Christian Aguerre lors du tournage du « Bonheur est dans l’assiette », saison 1.

C’est aussi parce que je croyais me retrouver ailleurs. Je ne reconnaissais pas la ferme de Christian, où je m’étais déjà rendue à deux reprises en 2011 et 2012, lors du tournage de ma série Le Bonheur est dans l’assiette, première saison. Arnaud Daguin nous avait ouvert tout son réseau de producteurs fermiers, et j’étais tombée en admiration devant la ferme Haranea de Christian Aguerre : tout y était remarquable. Le cochon kintoa qu’il y élève, les produits qu’il en tire — parmi lesquels mon piment d’Espelette favori —, la philosophie éveillée et responsable qu’il applique à tout ça. En fait, je croyais me rendre à la ferme de Christian, mais son auberge est sur l’autre versant de la vallée et je n’y étais jamais allée. C’est donc après avoir pris plusieurs mauvaises directions et engueulé le GPS que nous trouvons enfin l’endroit. Un lieu de rêve.

Haraneko Borda : le sous-bois vu de la terrasse.


Cochon kintoa de Christian Aguerre.

C’est là, sous les chênes, que Christian élève en parcours agroforestier ses porcs pie-noir basques dits kintoa, race autochtone originaire de la vallée du même nom, dans les Aldudes.

Christian fait tout : l’élevage des cochons (et des poules), l’agriculture céréalière, fruitière et maraîchère (légumes, pommiers, piments bio, maïs grand roux du pays Basque…), la transformation (le meilleur jambon au nord des Pyrénées, ventrèche, saucisses, boudin, pâtés…), un peu de savonnerie. Depuis quelques années, il est aussi restaurateur. Il a bien un chef, Antoine Chépy, mais celui-ci profitait ce jour-là de quelques jours de fermeture du restaurant pour suivre un stage de maraîchage. C’est donc Christian qui nous a fait la cuisine.
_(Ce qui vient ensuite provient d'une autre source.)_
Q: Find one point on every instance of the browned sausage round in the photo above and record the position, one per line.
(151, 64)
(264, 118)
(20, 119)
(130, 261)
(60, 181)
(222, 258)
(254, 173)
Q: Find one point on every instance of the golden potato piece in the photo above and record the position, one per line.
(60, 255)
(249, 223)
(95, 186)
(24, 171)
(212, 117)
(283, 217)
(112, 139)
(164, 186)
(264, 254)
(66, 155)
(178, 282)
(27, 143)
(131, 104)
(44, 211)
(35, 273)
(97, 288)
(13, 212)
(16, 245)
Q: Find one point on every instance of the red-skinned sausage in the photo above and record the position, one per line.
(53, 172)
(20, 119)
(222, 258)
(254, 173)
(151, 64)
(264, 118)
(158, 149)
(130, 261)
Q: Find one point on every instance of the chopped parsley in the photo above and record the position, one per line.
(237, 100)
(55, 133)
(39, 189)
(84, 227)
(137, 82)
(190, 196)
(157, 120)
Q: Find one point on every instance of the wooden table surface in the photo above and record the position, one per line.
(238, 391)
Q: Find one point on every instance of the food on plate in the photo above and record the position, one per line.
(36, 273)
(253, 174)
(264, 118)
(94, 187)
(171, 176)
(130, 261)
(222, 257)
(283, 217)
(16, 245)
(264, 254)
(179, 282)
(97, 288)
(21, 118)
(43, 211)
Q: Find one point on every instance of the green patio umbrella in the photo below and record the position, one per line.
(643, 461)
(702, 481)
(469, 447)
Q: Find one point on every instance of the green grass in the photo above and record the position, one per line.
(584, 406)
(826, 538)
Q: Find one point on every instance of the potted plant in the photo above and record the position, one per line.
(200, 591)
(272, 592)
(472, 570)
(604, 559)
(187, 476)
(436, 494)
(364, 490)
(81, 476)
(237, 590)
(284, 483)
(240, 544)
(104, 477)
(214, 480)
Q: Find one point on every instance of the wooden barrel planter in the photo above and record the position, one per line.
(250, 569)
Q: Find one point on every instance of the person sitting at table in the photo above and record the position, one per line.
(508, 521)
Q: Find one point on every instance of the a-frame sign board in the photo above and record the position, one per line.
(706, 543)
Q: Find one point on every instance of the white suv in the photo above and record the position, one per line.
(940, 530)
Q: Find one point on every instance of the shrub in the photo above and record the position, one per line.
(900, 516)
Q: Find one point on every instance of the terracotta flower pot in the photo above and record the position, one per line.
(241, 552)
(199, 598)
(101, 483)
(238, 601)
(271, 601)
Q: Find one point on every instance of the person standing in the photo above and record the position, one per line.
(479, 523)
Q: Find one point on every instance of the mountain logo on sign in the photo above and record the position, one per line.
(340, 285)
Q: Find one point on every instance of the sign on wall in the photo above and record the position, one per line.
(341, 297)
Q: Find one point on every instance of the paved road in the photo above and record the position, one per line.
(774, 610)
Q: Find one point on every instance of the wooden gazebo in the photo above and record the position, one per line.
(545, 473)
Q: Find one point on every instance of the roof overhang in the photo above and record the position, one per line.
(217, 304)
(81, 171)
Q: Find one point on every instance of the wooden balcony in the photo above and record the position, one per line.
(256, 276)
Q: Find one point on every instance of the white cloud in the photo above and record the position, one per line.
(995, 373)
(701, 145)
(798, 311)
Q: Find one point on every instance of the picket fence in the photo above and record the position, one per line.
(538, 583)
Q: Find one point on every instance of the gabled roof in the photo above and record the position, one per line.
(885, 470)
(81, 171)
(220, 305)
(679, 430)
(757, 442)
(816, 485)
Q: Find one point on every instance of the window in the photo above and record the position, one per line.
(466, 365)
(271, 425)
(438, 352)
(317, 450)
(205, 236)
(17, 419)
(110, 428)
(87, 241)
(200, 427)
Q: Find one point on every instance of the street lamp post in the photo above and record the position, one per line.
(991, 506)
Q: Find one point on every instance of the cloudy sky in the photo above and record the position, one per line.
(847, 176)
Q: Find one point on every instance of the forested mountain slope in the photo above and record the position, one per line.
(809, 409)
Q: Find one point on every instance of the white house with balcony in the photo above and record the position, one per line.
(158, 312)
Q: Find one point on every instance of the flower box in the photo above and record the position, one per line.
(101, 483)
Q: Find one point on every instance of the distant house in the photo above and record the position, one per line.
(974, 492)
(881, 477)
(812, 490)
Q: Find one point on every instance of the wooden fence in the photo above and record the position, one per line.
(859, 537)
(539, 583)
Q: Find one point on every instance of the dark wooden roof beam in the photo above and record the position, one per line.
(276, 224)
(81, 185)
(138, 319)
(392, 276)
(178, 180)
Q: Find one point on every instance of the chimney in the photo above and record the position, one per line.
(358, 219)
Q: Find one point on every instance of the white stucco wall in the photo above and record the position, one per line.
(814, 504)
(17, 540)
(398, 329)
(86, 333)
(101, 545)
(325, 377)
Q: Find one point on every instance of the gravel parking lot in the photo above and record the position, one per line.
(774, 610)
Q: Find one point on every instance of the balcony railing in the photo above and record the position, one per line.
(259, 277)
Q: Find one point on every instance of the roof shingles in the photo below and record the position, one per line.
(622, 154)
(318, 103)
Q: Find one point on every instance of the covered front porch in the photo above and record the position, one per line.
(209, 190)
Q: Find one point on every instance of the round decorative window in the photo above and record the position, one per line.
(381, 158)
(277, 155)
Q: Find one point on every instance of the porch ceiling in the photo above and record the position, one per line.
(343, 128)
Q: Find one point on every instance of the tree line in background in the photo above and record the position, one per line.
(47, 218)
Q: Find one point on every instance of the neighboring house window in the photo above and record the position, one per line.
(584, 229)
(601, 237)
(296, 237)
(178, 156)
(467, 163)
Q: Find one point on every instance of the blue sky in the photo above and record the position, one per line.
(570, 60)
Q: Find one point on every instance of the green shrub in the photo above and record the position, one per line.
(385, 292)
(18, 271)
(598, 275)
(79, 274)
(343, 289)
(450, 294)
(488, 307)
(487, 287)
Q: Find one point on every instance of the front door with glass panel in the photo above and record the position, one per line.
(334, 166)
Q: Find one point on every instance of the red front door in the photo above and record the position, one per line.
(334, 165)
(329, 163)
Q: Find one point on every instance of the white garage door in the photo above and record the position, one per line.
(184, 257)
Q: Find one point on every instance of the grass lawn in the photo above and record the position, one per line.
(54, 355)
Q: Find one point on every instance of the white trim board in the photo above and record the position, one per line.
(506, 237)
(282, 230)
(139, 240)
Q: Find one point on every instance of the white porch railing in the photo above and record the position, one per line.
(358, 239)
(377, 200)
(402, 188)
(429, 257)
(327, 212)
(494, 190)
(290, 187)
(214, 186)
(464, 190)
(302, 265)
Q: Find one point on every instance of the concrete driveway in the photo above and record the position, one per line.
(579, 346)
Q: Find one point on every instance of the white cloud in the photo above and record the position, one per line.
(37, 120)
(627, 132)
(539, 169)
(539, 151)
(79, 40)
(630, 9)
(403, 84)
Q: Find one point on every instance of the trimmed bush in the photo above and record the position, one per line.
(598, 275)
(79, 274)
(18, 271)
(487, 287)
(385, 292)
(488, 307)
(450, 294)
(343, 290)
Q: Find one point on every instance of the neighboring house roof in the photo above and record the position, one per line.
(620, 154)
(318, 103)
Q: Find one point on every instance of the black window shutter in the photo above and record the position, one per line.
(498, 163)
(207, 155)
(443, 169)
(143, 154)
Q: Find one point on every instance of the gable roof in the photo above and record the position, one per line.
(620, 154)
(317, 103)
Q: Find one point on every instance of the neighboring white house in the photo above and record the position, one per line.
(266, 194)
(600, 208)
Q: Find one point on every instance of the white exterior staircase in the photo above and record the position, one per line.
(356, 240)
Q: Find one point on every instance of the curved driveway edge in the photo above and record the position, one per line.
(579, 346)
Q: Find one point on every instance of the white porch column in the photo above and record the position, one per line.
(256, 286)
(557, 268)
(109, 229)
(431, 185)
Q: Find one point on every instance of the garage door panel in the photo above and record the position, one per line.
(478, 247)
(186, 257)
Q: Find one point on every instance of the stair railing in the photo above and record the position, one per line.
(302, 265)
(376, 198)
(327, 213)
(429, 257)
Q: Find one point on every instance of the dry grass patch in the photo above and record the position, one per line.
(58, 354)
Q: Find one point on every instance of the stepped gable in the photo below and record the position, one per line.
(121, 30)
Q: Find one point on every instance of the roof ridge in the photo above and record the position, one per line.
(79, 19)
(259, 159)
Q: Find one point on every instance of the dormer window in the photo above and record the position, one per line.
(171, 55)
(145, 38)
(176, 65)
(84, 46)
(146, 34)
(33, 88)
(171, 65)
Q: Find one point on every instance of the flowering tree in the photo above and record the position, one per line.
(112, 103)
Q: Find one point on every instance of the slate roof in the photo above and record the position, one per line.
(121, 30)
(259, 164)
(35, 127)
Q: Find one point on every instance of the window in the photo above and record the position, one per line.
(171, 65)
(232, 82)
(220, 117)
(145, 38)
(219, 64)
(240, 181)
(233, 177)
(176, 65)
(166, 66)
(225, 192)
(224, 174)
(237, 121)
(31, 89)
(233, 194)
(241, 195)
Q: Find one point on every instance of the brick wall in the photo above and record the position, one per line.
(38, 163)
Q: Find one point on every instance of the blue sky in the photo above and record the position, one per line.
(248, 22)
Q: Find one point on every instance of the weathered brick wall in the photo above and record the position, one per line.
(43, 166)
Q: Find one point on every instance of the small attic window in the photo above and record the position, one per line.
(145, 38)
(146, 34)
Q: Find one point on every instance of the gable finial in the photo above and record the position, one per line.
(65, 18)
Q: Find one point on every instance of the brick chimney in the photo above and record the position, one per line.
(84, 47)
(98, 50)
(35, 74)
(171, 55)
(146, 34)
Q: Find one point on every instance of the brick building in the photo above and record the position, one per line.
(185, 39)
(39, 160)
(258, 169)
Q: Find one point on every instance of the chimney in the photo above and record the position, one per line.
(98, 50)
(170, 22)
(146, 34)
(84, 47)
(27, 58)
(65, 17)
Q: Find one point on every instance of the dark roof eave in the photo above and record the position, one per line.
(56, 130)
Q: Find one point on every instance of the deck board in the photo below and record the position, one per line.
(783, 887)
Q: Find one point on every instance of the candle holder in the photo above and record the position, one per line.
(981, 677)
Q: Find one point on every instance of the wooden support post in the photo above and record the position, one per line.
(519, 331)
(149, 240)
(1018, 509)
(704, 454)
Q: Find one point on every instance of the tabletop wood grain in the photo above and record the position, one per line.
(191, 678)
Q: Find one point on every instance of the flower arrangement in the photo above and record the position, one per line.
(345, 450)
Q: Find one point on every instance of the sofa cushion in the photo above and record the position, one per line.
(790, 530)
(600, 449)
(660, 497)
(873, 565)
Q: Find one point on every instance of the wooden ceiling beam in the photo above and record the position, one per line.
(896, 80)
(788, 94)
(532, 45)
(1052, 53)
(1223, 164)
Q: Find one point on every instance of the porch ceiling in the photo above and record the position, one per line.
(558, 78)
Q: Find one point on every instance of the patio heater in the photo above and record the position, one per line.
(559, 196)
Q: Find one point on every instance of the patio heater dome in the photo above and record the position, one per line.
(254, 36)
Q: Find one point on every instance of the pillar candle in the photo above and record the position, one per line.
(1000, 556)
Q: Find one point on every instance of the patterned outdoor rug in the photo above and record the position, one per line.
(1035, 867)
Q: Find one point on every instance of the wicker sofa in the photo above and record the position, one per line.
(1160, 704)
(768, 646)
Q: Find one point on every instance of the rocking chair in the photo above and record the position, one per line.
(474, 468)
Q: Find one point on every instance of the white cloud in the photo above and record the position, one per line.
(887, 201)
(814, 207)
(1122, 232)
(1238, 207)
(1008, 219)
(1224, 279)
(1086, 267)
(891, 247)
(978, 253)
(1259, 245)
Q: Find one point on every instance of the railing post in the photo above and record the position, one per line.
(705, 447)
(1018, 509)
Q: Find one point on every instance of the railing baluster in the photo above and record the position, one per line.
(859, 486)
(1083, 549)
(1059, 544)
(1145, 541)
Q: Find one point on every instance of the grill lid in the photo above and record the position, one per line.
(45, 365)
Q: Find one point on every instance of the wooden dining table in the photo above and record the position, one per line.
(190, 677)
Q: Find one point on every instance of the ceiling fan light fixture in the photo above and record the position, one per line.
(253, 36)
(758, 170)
Voici ce que l’on vous servira à Haraneko Borda : d’abord le jambon de Christian, vingt-quatre mois d’affinage, découpé à la main. Vous pourrez aussi savourer en entrée une salade de fressure de chevreau, des asperges en saison, des pieds de cochon au vert ; le poulet de la ferme, le chevreau de lait au four, la parillada de porc kintoa (boudin, saucisse txistor, filet mignon, presa), des légumes de saison rôtis, des pommes de terre au pistou d’ail des ours, des fromages locaux, de la cerise d’Itxassou, du greuil (caillé) à la vanille… Bref, tout ce qui ne vient pas de la ferme vient de chez le voisin, dans un rayon qui ne dépasse pas les dix kilomètres. Le circuit court dans toute sa splendeur.

La parillada de cochon kintoa inclut l’épaule du cochon rôtie six heures dans le four à bois, où l’on cuit aussi le pain.

Si vous allez à Haraneko Borda, vous aurez certainement la chance d’y déguster des taloa comme ceux que nous a préparés Christian. Ce sont des galettes de maïs de type tortilla auxquelles, par un procédé spécial, Christian donne le moelleux d’une pâte à choux. Il les façonne à la main, les grille sur la plancha, puis les garnit d’une tranche de tomme locale (vache ou brebis) et d’une lamelle de maitraila grillée.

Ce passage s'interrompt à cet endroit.